Efficient supply chains have the ability to boost margins and improve bottom lines. However, a new report by Syft found that nearly half of hospital decision makers are still manually processing data instead of using more sophisticated analytics tools.
While many hospitals recognize supply chain management as a priority, there hasn't been a technology investment to improve its performance. The report found that only 13 percent of organizations have made it their highest operation investment priority this year, while many of those surveyed are focusing on areas such as patient throughput and process improvement.
Healthcare IT News reports that hospitals are recognizing that effective supply chain management would improve quality and ability to deliver value-based care. However, with only 27 percent of those surveyed said they haven't deployed analytics software to assess their supply chains for areas to improve quality and efficiency, while 19 percent aren't even analyzing data at all. If they are analyzing, low-tech approaches are often common.

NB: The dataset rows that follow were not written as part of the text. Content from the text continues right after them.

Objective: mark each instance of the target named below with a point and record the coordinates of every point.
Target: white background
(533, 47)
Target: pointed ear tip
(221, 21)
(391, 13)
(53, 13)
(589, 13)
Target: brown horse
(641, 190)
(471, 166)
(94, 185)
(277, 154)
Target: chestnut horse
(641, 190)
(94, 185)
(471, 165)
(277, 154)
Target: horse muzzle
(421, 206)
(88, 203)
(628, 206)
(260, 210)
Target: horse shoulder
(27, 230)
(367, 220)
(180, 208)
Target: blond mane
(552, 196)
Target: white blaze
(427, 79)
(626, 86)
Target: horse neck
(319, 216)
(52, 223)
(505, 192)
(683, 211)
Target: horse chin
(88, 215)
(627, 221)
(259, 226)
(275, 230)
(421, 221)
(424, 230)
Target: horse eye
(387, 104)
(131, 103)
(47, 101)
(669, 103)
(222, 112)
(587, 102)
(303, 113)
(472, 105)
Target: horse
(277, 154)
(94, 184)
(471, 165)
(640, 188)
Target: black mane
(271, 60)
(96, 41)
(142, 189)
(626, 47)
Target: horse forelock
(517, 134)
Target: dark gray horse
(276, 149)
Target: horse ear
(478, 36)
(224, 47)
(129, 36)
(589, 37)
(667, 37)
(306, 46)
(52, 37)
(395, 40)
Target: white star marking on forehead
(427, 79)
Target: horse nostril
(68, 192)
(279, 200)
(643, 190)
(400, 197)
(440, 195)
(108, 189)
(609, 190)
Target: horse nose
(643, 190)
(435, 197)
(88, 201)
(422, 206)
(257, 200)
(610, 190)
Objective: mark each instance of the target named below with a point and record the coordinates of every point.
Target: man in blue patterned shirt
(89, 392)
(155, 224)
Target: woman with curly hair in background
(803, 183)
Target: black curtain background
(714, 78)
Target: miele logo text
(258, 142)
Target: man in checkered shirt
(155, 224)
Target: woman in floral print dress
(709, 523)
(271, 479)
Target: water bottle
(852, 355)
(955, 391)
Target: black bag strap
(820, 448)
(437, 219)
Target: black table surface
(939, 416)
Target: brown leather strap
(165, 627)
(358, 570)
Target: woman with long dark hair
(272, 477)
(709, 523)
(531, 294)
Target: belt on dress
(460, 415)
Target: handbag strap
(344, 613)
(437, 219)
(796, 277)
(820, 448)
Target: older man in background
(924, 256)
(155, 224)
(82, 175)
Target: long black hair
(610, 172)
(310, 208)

"Specific to operating room procedures, 37 percent use Excel or other Microsoft tools to track margins per case," the report details. "Twenty-seven percent use other low-tech tools, don’t know if they track OR margins, or do not track those margins. Thirty-six percent use a specific technology solution to track OR margins."
Despite the findings, many hospitals are utilizing innovative technology, such as blockchain, to manage their supply chain.
"As we move towards value-based care models, hospitals are facing increasing pressures on their margins, and on their ability to deliver quality care," says Syft CEO Todd Plesko in a statement. "It’s amazing that while the large majority of survey respondents believe SCM can improve costs and care quality, fewer say they’re actually deploying advanced supply chain analytics to take advantage of that potential impact, which presents a major missed opportunity. Hospital leaders are going to need to use every tool in their toolbox to succeed, and they will need to turn the supply chain into a strategic business lever – not only to save money, but to improve clinician satisfaction, patient outcomes, and the care patients receive."